03-Real-data-analysis.Rmd

# Real Data Analysis {#realdata}

We applied the SpaceX method on two spatial transcriptomics datasets which are obtained from the preoptic region of the mouse hypothalamus  [@Moffitteaau5324] and the human breast cancer dataset [@staahl2016visualization]. Here we provide details of preprocessing and exploratory analysis of both datasets in section \@ref(exploratory). We illustrate the detailed application of the community detection algorithm on those two datasets in section \@ref(communitydetection).

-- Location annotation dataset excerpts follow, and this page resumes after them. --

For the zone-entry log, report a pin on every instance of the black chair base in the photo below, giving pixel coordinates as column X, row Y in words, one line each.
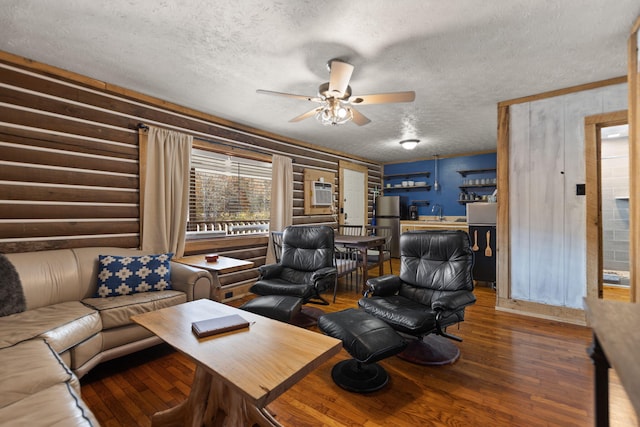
column 358, row 377
column 432, row 350
column 367, row 339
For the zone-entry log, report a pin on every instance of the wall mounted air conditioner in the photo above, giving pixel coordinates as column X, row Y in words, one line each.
column 321, row 193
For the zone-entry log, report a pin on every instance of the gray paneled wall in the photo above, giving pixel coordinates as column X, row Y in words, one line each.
column 547, row 218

## Exploratory analysis of the datasets {#exploratory}

### Merfish Data
The MERFISH dataset is obtained from the preoptic area of the mouse hypothalamus [@Moffitteaau5324]. The dataset consists of $160$ genes and corresponding gene expressions are measured in $4975$ spatial locations. There are $7$ pre-determined spatial clusters in the dataset named Astrocyte, Endothelial, Ependymal, Excitatory, Inhibitory, Immature, Mature, and the corresponding sizes are $724$, $503$, $314$, $1024$, $1694$, $168$, $385$ respectively. The dataset consists of $2$ more clusters named Microglia, Pericytes with cluster sizes $90$, $73$ respectively which are less than $100$. Those two clusters are removed from the dataset. After removing those two clusters, we have gene expressions from $4812$ locations corresponding to $160$ genes. There are no genes with more than $95\%$ zeros reads. The left panel of Figure \@ref(fig:zeroperMF) shows the violin plot of the percentage of zero reads among the genes for each cluster in the MERFISH dataset. The Umap representation of the Merfish data has been provided on the right panel of Figure \@ref(fig:zeroperMF).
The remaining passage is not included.